I asked for prompts regarding Packages here for The MicroPrompt Giraffe Call. This is written to Kunama_Wolf’s Prompt here.

“I’ve got you, I’ve got you.”

Pretza had carried easier things. She had, for one, carried the entire team’s gear up the side of a mountain. She had carried an injured teammate down the side of a mountain. She had once carried a carriage, albeit only for five feet.

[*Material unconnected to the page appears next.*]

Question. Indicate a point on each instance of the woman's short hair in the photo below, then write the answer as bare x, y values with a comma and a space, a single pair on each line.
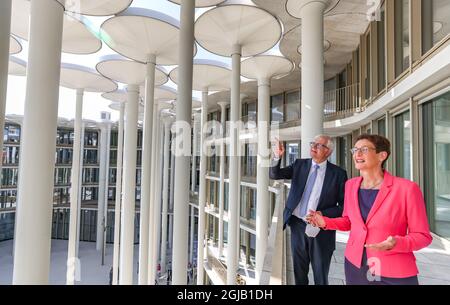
381, 144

She had carried a Edenian tiger “cub” back to its mother – without getting mauled. She had carried Westerosi killer flesh-eating viruses across a lava field. Once, she had carried a bomb through enemy lines, on Narnia, near the Terebinthian front.

All of these things had been easier than this. She was a trained courier; courrying things was what she did. “Easy, easy. You are bouncy, I thought that was just a thing people said.” She adjusted the three layers of Kevlar and wished that the job had been, just this once, not somewhere tropical.

Or that it had come with a bulletproof car. She had never, ever, wanted so badly for her package to not get jostled, and she had carried things that could destroy a planet – if not a solar system – if they were jostled. “Shh, shh. Oh, please, shh. We’re not in safe territory yet.”

She had, once, led three schoolchildren to safety through a mountain range that had no name except Death in any language. That had been nerve-wracking. This, this was harder. “Come on, little one, how about a finger for now? Here, I know it’s not green, but it’ll have to do.”

The Thalassan royalty had paid Pretza very well. They would pay her three times as well if she got her little package across the border and into the Orion Free Territory – well enough that she could, if she chose to, easily retire. If she failed… and Pretza had never failed… they would not need to punish her, because she would already be dead.

“There you go. There you go. Shh, now, that’s a girl. Just a few more miles.”